How Long Does Credentialing Take at a New Hospital? A Realistic 2026 Timeline for Physicians, PAs, and NPs
How Long Does Credentialing Take at a New Hospital? A Realistic 2026 Timeline for Physicians, PAs, and NPs
The honest answer is 60 to 120 days from the moment a complete application reaches the medical staff office to the moment your privileges are signed off. Faster is possible. Faster than 30 days is unusual outside of locum agencies with pre-approved facility relationships, and 150 to 180 days is a regular occurrence at large academic systems and Joint Commission–surveyed hospitals.
What changed in 2026 is the CMS Medicare enrollment side of the picture, not the medical staff side. CMS now requires Medicare enrollment to complete within 30 days of a new ED start, but that runs in parallel with — not instead of — hospital privileging.
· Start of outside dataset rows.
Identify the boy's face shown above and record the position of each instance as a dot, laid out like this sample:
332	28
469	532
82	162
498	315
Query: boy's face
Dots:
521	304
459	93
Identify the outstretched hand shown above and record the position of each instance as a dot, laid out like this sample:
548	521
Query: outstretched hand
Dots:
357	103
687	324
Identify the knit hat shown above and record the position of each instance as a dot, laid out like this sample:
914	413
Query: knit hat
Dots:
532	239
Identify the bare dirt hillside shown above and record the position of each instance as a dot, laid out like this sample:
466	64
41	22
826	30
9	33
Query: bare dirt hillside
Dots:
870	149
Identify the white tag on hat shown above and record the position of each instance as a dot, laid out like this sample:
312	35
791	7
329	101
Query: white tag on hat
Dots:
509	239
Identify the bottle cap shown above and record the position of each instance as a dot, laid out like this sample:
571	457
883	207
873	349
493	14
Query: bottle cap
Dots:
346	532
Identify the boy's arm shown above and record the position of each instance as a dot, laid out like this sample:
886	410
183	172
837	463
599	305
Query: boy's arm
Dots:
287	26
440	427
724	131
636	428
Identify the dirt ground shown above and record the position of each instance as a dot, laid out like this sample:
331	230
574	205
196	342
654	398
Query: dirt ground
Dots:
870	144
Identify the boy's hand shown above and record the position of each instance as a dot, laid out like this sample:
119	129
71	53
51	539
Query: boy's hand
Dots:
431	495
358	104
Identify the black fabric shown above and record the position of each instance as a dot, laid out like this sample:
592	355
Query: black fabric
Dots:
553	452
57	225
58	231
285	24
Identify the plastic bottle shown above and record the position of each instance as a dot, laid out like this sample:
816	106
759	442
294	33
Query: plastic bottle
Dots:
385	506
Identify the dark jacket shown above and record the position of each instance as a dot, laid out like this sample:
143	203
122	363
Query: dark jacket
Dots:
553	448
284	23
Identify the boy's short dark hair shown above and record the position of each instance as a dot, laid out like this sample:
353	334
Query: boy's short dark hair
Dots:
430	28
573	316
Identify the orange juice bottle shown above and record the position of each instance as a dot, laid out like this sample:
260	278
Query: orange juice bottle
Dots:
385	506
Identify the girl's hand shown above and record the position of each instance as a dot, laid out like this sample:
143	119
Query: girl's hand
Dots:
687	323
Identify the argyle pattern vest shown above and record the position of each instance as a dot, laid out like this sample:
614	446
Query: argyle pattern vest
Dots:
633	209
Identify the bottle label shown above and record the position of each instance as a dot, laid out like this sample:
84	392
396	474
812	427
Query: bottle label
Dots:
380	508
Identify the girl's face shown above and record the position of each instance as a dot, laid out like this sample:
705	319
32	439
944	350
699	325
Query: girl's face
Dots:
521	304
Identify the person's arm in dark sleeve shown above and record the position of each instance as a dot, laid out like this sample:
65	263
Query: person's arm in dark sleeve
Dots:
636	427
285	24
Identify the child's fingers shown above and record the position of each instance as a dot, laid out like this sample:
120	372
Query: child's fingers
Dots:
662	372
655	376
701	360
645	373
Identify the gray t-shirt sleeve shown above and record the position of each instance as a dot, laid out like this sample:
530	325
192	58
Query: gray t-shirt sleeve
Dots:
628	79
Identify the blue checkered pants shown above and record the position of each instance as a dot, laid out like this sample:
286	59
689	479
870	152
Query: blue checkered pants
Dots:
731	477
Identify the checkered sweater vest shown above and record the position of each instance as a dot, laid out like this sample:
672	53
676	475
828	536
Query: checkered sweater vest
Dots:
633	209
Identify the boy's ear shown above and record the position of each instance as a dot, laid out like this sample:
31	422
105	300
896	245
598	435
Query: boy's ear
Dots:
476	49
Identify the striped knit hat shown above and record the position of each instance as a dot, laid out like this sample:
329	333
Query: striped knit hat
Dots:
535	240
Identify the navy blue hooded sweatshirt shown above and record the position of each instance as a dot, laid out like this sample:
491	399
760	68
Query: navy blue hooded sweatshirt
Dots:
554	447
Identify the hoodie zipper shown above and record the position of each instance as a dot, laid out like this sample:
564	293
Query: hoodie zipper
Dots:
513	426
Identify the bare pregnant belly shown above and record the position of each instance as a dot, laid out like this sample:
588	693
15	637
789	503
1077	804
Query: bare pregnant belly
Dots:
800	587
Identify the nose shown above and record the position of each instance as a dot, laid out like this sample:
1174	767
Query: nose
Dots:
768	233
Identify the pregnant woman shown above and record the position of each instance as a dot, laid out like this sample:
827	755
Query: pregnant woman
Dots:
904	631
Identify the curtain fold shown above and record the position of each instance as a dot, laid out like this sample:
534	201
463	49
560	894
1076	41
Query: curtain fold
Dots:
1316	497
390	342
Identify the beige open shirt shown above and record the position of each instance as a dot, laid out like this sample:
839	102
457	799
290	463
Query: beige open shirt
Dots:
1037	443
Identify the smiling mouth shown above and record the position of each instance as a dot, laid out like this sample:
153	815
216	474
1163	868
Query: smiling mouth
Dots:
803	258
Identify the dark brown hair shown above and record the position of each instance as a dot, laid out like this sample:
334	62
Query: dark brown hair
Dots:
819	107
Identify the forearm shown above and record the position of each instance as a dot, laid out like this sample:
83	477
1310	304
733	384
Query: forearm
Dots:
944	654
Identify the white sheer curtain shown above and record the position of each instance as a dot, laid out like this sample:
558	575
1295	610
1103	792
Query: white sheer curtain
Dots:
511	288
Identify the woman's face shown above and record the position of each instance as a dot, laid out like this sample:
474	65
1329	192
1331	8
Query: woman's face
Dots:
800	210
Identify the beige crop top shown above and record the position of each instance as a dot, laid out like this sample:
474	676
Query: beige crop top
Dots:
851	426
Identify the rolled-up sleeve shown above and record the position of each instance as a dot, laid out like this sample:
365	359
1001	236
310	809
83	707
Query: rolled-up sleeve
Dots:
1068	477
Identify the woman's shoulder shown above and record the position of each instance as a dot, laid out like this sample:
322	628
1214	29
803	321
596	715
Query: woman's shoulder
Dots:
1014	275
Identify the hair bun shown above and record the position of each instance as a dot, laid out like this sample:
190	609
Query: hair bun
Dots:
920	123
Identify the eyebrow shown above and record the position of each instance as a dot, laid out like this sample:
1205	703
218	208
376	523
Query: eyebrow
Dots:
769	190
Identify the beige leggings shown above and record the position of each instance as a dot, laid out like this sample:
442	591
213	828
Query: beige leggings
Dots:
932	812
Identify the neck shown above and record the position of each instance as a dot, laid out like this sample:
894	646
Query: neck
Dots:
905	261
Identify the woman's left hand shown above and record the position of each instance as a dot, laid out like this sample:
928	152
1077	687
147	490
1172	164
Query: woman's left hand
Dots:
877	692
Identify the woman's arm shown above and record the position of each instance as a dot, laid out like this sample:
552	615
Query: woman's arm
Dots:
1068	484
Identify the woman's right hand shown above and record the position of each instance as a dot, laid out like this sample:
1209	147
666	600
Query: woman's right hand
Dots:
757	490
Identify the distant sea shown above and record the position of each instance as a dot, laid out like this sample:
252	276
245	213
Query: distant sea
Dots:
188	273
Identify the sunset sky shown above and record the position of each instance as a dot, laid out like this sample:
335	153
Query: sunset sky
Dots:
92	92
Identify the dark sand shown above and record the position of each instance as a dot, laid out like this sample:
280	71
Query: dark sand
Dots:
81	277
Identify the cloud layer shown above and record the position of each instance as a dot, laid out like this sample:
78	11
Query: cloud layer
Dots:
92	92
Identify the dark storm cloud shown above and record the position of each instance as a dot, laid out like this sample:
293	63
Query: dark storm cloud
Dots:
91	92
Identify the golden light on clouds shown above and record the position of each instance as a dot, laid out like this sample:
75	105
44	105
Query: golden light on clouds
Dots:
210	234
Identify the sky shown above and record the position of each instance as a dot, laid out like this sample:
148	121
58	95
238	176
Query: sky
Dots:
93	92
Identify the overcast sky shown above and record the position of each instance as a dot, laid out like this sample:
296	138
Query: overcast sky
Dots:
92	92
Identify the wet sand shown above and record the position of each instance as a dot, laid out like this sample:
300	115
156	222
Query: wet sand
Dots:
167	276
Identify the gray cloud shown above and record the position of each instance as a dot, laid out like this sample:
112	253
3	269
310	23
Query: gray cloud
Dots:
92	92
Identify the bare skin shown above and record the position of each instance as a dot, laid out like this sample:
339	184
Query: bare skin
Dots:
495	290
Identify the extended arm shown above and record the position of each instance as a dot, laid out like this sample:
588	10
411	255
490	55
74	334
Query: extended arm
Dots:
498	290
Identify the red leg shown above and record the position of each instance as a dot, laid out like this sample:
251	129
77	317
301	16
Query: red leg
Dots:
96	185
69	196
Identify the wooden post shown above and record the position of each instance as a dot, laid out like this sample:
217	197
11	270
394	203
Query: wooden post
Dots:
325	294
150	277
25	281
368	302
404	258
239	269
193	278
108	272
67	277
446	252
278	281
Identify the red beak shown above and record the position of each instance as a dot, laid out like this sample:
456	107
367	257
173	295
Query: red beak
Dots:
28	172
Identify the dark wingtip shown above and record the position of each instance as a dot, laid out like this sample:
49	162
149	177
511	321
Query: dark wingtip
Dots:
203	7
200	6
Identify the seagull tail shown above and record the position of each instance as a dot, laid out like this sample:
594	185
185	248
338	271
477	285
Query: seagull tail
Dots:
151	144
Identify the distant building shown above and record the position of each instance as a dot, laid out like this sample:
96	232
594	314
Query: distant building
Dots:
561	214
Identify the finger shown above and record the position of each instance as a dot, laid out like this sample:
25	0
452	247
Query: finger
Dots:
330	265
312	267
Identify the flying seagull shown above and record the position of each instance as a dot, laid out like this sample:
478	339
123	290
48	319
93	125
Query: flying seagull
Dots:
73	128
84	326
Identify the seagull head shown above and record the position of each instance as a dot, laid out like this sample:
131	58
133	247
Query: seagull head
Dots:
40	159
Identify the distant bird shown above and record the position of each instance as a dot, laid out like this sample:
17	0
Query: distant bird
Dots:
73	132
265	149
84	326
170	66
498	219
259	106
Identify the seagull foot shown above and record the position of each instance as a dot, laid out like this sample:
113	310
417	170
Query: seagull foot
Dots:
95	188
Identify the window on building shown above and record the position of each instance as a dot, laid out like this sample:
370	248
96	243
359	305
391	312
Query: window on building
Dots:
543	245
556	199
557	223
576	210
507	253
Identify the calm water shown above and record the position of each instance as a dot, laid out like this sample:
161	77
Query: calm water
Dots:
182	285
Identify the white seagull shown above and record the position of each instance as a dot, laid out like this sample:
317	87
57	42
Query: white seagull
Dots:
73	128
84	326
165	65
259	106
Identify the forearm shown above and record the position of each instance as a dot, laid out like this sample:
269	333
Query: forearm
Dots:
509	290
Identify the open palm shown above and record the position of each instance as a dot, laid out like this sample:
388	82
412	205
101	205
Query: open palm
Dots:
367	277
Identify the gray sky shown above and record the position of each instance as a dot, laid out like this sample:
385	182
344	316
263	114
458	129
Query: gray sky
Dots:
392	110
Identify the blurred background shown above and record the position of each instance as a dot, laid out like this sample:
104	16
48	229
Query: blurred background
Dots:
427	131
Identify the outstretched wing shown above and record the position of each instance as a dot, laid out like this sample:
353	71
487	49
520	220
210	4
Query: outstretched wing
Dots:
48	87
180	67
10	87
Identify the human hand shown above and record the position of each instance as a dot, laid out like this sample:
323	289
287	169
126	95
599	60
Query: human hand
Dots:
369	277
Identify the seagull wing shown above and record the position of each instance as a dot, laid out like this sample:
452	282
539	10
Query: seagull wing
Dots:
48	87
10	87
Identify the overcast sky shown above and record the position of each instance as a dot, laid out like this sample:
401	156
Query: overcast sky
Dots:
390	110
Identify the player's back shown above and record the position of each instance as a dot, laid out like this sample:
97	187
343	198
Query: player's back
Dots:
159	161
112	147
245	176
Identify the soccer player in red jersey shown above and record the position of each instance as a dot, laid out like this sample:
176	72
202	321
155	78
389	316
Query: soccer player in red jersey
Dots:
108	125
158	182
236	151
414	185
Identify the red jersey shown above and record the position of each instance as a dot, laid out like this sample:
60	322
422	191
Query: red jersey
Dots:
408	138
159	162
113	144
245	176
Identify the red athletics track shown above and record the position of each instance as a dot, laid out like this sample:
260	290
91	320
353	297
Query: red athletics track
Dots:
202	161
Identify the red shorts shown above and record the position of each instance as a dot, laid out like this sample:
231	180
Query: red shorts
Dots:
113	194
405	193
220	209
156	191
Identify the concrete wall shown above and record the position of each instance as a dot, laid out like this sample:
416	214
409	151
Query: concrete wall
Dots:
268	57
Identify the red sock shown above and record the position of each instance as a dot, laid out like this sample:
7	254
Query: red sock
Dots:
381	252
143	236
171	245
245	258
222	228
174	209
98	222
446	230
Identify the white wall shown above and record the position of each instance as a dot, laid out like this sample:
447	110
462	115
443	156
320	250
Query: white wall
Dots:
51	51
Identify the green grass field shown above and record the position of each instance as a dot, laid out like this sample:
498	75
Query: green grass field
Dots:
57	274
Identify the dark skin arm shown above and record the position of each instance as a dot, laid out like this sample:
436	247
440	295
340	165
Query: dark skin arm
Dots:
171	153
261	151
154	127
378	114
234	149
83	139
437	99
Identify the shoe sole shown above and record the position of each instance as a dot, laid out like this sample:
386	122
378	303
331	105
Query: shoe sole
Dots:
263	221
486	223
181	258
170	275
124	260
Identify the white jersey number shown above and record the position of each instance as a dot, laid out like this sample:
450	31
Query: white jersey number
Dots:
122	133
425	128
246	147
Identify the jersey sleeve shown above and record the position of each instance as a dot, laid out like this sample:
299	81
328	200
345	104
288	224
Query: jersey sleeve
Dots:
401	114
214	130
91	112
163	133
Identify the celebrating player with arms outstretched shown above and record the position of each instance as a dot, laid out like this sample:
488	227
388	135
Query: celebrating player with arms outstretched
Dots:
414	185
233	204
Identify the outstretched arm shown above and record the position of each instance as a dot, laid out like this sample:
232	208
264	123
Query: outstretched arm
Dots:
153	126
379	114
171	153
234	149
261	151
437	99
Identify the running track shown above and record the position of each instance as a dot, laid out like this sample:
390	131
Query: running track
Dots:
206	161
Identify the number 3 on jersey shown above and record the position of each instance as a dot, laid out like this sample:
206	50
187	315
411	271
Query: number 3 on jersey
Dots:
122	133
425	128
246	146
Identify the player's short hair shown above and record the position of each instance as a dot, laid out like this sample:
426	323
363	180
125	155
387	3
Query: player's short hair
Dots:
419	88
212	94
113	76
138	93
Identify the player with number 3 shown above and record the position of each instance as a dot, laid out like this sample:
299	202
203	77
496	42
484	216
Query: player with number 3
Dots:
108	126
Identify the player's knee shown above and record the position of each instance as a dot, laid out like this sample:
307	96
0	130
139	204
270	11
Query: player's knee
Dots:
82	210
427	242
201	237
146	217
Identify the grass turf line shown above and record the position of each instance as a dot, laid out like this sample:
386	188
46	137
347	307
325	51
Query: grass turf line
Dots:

Both clocks tick at the same time, and you are not billable until both are complete. If you want a deeper read on the CMS shift, the CMS 30-day deadline article breaks it down. This piece focuses on the hospital privileging clock — what actually takes time, where it gets stuck, and what you can do to compress it.
The four phases of hospital credentialing — and how long each really takes
Hospital credentialing is not one process. It is four sequential phases, each owned by a different group, each with its own bottleneck.
Phase 1: Application packet assembly (1 to 4 weeks, mostly on you)
Before the medical staff office can do anything, you have to deliver a complete packet. Most facilities now use an online application — sometimes built on top of CAQH ProView, sometimes a proprietary system like symplr or Modio — but the underlying request is the same. Eight to twelve documents at minimum, often more.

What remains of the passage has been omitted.